The original R-37 was originally developed by the Soviet Union to attack high-value NATO air assets such as the E-3 Sentry AWACS, E-8 JSTARS and RC-135V/W Rivet Joint. The idea was to use a high-speed fighter such as the MiG-31—which can sustain speeds of Mach 2.35 over a radius of 390 nautical miles while carrying a significant air-to-air payload—with the new missile to eliminate those NATO air assets. An aircraft like the MiG-31—or a stealthy supersonically cruising airframe such as the PAK-FA—is ideal for such a mission because they are difficult to intercept due to their sheer speed and altitude.
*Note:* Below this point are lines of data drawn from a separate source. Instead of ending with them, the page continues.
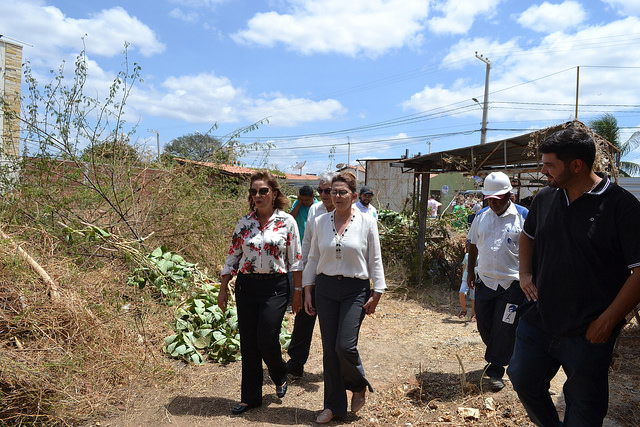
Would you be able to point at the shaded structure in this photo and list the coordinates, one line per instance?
(513, 155)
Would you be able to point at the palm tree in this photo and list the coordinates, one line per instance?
(607, 127)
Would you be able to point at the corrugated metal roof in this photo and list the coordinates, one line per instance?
(519, 152)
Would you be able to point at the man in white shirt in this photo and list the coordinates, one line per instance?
(364, 203)
(304, 323)
(494, 236)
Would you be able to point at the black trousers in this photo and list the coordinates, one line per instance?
(302, 335)
(261, 305)
(339, 302)
(498, 335)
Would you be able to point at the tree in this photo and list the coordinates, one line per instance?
(200, 147)
(607, 127)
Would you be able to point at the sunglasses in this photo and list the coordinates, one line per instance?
(262, 191)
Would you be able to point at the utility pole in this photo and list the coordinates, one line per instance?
(157, 141)
(485, 107)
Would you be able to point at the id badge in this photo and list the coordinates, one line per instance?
(509, 315)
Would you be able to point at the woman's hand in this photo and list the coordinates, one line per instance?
(370, 306)
(308, 303)
(296, 301)
(223, 295)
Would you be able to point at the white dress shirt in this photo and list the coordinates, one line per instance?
(360, 255)
(497, 239)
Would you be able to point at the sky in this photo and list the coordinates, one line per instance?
(334, 81)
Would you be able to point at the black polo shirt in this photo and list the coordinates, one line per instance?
(582, 253)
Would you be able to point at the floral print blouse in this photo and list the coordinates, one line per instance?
(275, 248)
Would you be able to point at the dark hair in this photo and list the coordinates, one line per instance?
(570, 144)
(306, 191)
(281, 200)
(348, 178)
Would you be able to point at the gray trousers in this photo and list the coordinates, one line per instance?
(339, 302)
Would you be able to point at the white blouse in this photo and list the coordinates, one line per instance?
(354, 254)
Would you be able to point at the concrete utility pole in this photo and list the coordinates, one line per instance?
(157, 141)
(485, 107)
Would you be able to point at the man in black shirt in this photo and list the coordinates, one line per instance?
(580, 267)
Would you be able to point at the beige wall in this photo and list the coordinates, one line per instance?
(10, 92)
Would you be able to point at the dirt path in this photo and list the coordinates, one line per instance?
(409, 353)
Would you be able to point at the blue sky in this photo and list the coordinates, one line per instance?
(359, 79)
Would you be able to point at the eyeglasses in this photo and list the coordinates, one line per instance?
(262, 191)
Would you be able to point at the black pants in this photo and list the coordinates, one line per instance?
(302, 335)
(499, 336)
(339, 302)
(261, 305)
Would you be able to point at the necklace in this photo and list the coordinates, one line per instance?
(338, 239)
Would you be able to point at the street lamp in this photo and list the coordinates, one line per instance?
(157, 141)
(485, 108)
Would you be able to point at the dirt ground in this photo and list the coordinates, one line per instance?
(414, 356)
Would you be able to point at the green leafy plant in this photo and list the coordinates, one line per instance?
(202, 329)
(166, 270)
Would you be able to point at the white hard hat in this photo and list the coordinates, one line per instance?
(496, 184)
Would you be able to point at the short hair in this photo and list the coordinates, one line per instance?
(348, 178)
(326, 177)
(281, 200)
(570, 144)
(306, 191)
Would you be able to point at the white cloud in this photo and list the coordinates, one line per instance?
(458, 15)
(177, 13)
(55, 35)
(625, 7)
(522, 76)
(207, 98)
(369, 27)
(548, 17)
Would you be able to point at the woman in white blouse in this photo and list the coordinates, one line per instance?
(265, 246)
(343, 258)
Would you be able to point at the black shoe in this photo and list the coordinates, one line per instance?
(241, 409)
(495, 384)
(294, 370)
(281, 390)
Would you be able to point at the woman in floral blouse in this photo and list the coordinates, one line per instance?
(265, 246)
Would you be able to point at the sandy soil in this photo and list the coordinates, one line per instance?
(414, 357)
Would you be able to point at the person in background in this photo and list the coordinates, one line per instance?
(364, 202)
(344, 256)
(264, 247)
(580, 266)
(300, 208)
(494, 236)
(304, 323)
(464, 289)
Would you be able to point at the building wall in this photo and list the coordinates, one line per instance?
(392, 188)
(10, 92)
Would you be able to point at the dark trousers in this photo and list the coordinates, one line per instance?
(339, 302)
(536, 360)
(261, 305)
(498, 335)
(302, 335)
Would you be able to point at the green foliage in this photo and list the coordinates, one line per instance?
(202, 329)
(200, 147)
(168, 272)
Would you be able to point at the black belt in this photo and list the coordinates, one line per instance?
(261, 276)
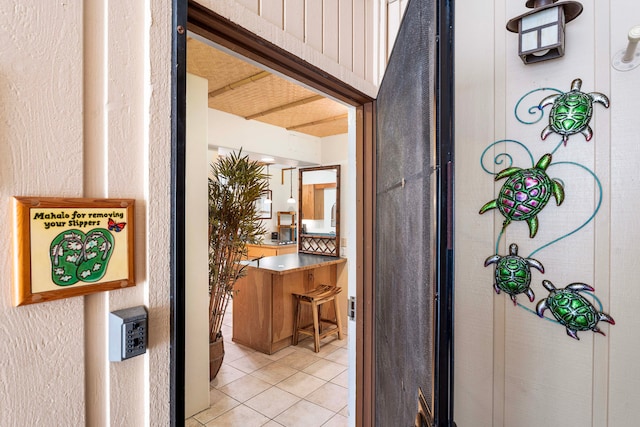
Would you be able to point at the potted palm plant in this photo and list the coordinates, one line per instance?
(235, 184)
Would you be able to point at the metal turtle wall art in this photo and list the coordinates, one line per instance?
(513, 273)
(525, 193)
(571, 112)
(572, 309)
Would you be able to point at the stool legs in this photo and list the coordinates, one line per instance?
(315, 299)
(315, 309)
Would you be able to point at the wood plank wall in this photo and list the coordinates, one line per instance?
(350, 39)
(512, 368)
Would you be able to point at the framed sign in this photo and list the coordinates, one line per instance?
(262, 207)
(70, 247)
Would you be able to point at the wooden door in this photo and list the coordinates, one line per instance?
(413, 246)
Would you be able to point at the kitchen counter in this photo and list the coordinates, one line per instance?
(284, 264)
(270, 248)
(263, 307)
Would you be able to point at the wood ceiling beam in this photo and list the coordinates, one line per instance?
(282, 173)
(286, 106)
(239, 83)
(319, 122)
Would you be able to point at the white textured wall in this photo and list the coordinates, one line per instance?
(512, 368)
(85, 111)
(83, 93)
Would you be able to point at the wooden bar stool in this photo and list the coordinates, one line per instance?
(315, 299)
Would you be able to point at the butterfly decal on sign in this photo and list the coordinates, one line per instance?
(116, 226)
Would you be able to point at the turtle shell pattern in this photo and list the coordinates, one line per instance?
(512, 275)
(571, 113)
(572, 310)
(524, 194)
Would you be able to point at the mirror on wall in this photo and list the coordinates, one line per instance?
(319, 210)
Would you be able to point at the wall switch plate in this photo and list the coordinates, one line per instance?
(127, 333)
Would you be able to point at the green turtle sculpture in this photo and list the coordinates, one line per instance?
(571, 112)
(513, 273)
(571, 309)
(525, 194)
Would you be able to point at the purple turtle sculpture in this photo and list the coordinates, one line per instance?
(525, 194)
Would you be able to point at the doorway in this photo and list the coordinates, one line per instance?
(206, 24)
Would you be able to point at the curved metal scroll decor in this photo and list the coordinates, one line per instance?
(527, 190)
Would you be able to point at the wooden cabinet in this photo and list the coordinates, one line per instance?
(257, 251)
(263, 307)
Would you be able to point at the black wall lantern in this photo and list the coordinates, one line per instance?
(541, 30)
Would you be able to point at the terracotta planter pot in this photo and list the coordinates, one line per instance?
(216, 355)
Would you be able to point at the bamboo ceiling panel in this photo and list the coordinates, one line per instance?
(242, 89)
(313, 112)
(261, 95)
(219, 68)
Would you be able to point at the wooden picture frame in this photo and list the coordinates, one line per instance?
(66, 247)
(264, 209)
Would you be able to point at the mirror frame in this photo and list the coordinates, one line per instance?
(315, 244)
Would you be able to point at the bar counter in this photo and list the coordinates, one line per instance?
(263, 307)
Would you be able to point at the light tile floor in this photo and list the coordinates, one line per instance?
(294, 387)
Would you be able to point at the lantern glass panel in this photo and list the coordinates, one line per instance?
(549, 36)
(540, 19)
(529, 41)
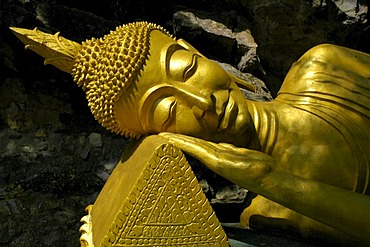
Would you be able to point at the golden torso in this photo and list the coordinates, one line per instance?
(306, 145)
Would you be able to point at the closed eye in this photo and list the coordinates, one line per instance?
(171, 115)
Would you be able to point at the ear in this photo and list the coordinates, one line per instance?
(188, 46)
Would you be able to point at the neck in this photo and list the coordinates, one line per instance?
(265, 125)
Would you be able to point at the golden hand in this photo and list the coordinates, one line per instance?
(244, 167)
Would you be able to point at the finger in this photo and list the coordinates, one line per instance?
(200, 149)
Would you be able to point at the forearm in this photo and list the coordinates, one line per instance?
(344, 210)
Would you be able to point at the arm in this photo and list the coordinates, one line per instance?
(344, 210)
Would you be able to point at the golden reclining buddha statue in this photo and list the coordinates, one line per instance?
(305, 154)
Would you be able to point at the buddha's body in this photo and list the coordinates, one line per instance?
(307, 150)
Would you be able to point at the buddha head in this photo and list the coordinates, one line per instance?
(139, 80)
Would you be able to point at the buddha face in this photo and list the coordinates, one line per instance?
(181, 91)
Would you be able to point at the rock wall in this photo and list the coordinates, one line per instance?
(55, 158)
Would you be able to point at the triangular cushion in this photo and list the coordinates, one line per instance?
(152, 198)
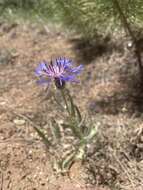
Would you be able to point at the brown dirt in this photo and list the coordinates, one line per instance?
(107, 92)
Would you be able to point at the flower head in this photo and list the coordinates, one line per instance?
(60, 71)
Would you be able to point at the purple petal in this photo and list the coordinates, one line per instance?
(70, 78)
(39, 70)
(75, 70)
(43, 81)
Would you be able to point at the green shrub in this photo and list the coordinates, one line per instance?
(92, 17)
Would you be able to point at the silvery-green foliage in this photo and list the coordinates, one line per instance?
(92, 17)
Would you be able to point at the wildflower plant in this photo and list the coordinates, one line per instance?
(59, 72)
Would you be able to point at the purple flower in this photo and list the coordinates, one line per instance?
(60, 71)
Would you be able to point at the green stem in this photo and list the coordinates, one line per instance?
(76, 131)
(65, 100)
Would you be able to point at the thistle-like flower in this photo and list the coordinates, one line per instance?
(60, 71)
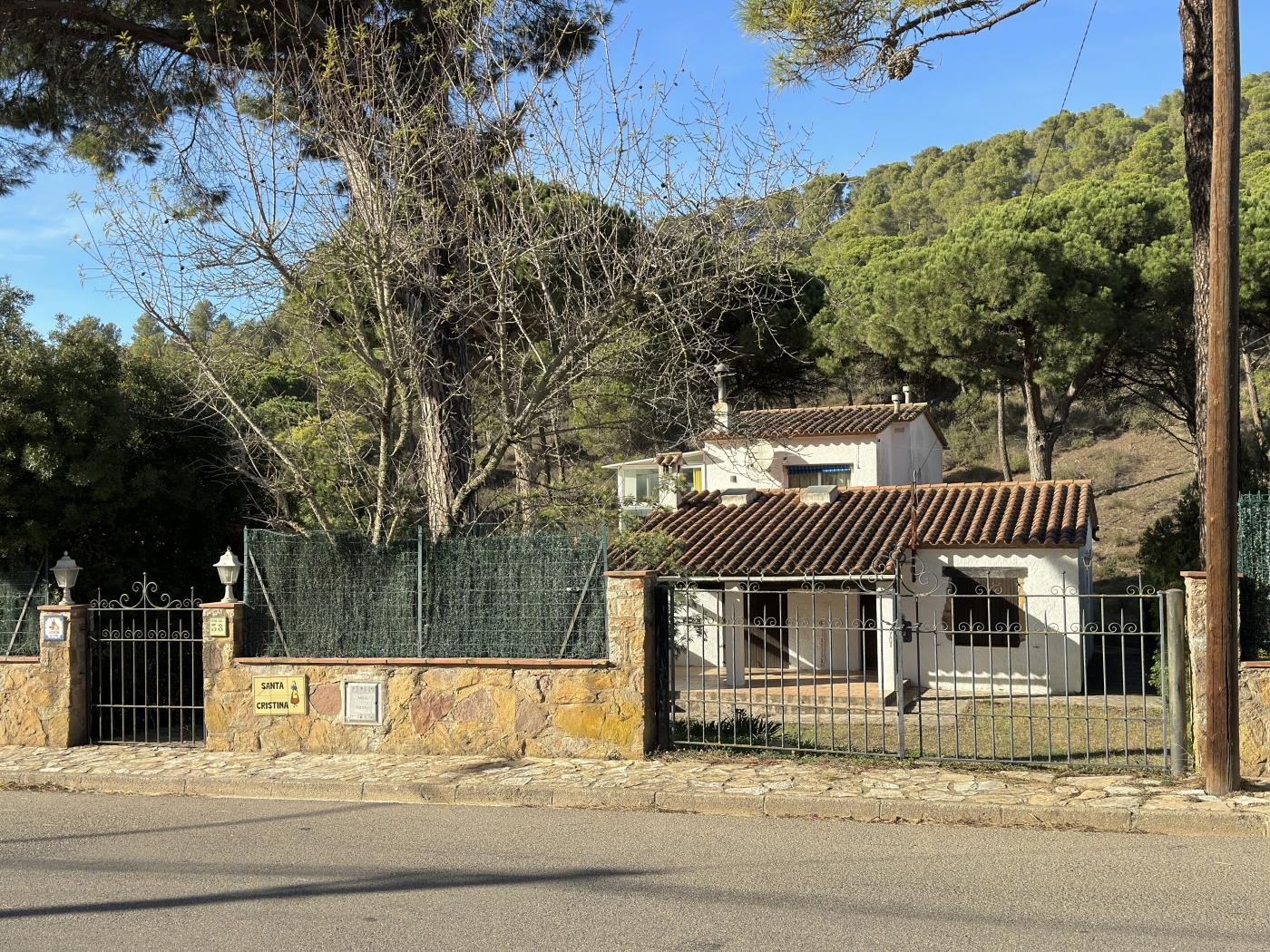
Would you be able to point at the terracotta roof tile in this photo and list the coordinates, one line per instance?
(857, 532)
(861, 419)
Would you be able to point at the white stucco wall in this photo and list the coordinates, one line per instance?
(905, 447)
(1050, 659)
(883, 460)
(736, 466)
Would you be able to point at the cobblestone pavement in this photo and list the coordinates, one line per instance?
(838, 789)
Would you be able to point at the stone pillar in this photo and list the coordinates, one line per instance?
(64, 672)
(222, 643)
(632, 651)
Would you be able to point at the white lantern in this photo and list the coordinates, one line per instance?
(66, 571)
(229, 568)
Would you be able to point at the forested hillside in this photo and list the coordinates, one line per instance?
(1037, 286)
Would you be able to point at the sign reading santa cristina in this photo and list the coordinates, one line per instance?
(281, 695)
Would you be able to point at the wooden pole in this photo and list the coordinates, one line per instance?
(1221, 476)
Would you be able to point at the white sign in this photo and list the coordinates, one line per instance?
(362, 702)
(54, 627)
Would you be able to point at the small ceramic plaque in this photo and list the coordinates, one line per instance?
(362, 702)
(54, 627)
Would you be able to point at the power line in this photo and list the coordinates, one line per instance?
(1062, 110)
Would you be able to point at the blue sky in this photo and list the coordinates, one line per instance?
(1010, 78)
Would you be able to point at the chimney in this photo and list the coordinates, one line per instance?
(721, 410)
(669, 480)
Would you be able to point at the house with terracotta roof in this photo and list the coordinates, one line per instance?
(822, 543)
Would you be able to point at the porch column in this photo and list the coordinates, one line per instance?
(732, 638)
(888, 634)
(64, 672)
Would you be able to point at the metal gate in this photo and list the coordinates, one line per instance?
(958, 664)
(145, 668)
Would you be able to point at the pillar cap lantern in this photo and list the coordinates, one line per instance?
(229, 568)
(66, 574)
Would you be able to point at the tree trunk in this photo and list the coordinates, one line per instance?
(1197, 34)
(1007, 473)
(527, 467)
(444, 433)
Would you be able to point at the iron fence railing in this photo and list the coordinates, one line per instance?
(145, 668)
(499, 596)
(968, 669)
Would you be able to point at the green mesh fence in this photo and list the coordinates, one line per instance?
(503, 596)
(21, 596)
(1255, 565)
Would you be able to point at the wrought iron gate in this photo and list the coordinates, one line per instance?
(945, 664)
(145, 668)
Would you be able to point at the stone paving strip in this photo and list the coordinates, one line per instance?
(733, 786)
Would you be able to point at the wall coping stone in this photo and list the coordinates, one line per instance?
(435, 662)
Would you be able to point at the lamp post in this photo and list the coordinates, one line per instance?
(66, 571)
(229, 568)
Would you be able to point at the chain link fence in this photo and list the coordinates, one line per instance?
(21, 596)
(1255, 565)
(499, 596)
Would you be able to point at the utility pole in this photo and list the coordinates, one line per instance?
(1221, 475)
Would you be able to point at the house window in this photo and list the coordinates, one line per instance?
(984, 607)
(639, 486)
(803, 476)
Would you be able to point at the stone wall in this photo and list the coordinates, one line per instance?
(44, 701)
(1254, 689)
(550, 707)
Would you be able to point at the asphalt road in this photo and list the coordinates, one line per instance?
(82, 871)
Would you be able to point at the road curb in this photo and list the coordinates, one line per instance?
(777, 805)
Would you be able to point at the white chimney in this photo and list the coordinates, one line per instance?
(669, 480)
(721, 410)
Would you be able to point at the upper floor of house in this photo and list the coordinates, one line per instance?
(866, 444)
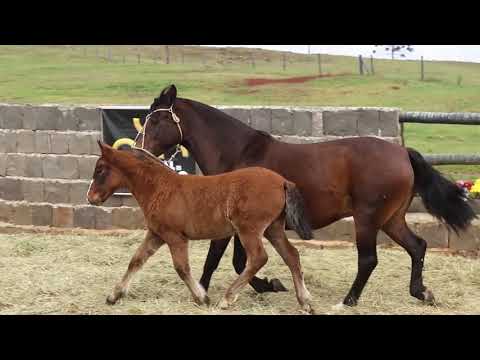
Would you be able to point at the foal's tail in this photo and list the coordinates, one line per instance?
(441, 197)
(295, 212)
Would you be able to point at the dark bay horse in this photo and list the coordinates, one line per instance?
(250, 202)
(367, 178)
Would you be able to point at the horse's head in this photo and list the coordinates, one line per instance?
(106, 177)
(162, 129)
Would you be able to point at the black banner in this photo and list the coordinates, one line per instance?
(120, 127)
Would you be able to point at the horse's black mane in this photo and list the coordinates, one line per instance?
(221, 118)
(144, 155)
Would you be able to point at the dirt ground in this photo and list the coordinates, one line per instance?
(72, 273)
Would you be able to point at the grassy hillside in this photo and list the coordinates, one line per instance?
(85, 75)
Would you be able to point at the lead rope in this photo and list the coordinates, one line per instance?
(176, 120)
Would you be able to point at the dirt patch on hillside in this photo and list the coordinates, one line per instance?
(291, 80)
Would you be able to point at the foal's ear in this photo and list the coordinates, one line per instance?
(168, 95)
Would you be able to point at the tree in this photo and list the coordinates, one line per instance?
(393, 49)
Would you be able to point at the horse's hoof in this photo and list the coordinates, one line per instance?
(223, 304)
(350, 301)
(428, 297)
(277, 286)
(111, 300)
(307, 309)
(338, 307)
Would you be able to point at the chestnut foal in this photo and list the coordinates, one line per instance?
(250, 202)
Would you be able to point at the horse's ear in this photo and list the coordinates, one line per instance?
(104, 148)
(168, 95)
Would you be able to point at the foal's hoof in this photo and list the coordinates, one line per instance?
(111, 300)
(277, 286)
(428, 297)
(307, 310)
(350, 301)
(225, 303)
(204, 301)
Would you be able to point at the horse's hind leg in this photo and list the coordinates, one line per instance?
(366, 238)
(149, 246)
(259, 285)
(416, 247)
(215, 253)
(256, 258)
(179, 251)
(276, 235)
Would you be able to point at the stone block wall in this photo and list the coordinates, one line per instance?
(48, 154)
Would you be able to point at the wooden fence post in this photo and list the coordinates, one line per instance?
(422, 69)
(167, 55)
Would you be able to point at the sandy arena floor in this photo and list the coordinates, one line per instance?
(73, 274)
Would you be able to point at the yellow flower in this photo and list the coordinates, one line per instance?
(476, 187)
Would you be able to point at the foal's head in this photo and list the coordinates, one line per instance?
(106, 178)
(161, 130)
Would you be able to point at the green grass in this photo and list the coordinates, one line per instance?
(75, 75)
(72, 274)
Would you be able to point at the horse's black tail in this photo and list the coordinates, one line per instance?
(441, 197)
(295, 212)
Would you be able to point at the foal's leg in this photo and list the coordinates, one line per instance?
(366, 238)
(215, 253)
(179, 250)
(415, 246)
(256, 258)
(277, 237)
(260, 285)
(149, 246)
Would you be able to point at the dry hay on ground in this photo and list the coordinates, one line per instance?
(73, 274)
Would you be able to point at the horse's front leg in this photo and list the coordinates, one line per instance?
(149, 246)
(215, 253)
(179, 250)
(260, 285)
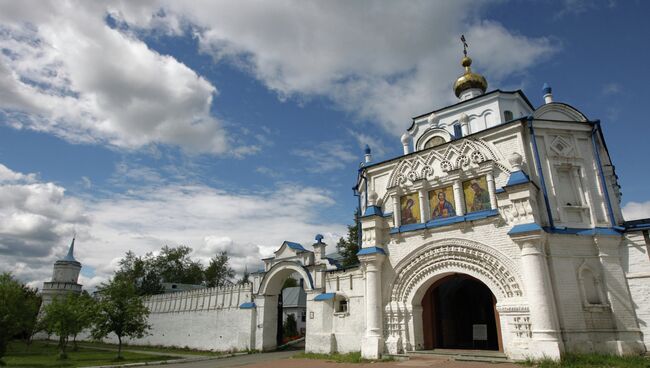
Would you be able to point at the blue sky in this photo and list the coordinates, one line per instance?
(234, 126)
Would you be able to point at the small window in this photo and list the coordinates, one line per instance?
(507, 115)
(458, 131)
(434, 141)
(342, 306)
(590, 286)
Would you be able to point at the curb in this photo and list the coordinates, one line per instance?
(171, 361)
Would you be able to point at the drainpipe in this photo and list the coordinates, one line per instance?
(603, 183)
(540, 172)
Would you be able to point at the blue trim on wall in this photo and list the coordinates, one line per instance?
(603, 183)
(373, 211)
(585, 232)
(473, 216)
(324, 296)
(524, 228)
(540, 172)
(295, 246)
(249, 305)
(371, 250)
(517, 177)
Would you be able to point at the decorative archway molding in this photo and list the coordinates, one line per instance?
(414, 274)
(431, 262)
(279, 272)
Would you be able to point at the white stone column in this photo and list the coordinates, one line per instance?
(464, 124)
(373, 340)
(424, 205)
(629, 339)
(492, 190)
(396, 210)
(544, 325)
(459, 198)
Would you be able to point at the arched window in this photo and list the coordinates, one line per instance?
(591, 286)
(341, 304)
(434, 141)
(507, 116)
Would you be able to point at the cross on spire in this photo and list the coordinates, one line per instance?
(462, 38)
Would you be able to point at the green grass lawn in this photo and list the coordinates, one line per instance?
(44, 354)
(155, 349)
(354, 357)
(591, 361)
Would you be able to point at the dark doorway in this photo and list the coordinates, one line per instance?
(459, 313)
(279, 332)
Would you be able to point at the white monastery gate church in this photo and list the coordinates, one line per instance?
(499, 228)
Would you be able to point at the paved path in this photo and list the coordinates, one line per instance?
(283, 359)
(236, 361)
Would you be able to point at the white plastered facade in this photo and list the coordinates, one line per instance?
(553, 247)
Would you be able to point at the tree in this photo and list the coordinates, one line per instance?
(349, 246)
(85, 308)
(245, 279)
(140, 271)
(12, 301)
(60, 318)
(120, 310)
(29, 314)
(218, 272)
(175, 265)
(290, 326)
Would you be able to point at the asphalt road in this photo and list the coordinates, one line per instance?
(235, 361)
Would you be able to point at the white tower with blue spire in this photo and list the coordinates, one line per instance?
(65, 277)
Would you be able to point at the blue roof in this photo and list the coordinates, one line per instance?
(325, 296)
(524, 228)
(637, 225)
(588, 232)
(518, 177)
(70, 256)
(371, 250)
(472, 216)
(295, 246)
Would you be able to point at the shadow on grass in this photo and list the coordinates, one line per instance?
(572, 360)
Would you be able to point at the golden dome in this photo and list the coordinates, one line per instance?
(469, 80)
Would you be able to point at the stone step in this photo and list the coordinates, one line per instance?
(486, 356)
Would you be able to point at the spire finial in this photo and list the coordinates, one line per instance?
(462, 38)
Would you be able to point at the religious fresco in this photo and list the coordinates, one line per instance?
(442, 203)
(410, 209)
(477, 197)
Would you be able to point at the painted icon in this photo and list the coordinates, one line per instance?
(442, 203)
(410, 209)
(477, 197)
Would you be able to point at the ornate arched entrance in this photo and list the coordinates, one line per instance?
(267, 301)
(459, 312)
(419, 275)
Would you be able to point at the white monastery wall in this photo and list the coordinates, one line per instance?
(636, 261)
(206, 319)
(348, 327)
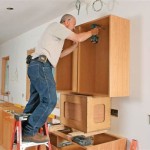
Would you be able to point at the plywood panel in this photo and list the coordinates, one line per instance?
(85, 113)
(119, 57)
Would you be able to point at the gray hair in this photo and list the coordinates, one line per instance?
(66, 17)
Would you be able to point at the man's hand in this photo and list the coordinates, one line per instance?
(95, 31)
(75, 44)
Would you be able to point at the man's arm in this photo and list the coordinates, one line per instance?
(80, 37)
(69, 49)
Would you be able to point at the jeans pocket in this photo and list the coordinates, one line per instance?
(33, 71)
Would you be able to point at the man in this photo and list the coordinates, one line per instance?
(42, 89)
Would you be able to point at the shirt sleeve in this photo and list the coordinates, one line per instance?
(59, 30)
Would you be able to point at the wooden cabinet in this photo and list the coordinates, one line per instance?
(98, 69)
(85, 113)
(102, 141)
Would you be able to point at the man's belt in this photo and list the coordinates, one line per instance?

“The R-37 was a dedicated missile for wiping out ISR assets that was developed and tested in the 1990s,” said Mike Kofman, a research scientist specializing in Russian military affairs at CNA Corporation.  “It was not meant for just the Mig-31. There is also a follow-on missile that's one of Novator's projects—the KS-172 or now often called K-100.”

After the 1991 collapse of the Soviet Union, the Russian defense industry continued work on the R-37 project but progress came slowly. The 1990s was an especially difficult time for the Russian defense industry as funding slowed to a trickle. Indeed, the original Soviet-era R-37 was cancelled before being restarted as the current RVV-BD variant. “The pure R-37 (Izdelie 610) missile terminated development in 1997,” Barabanov said.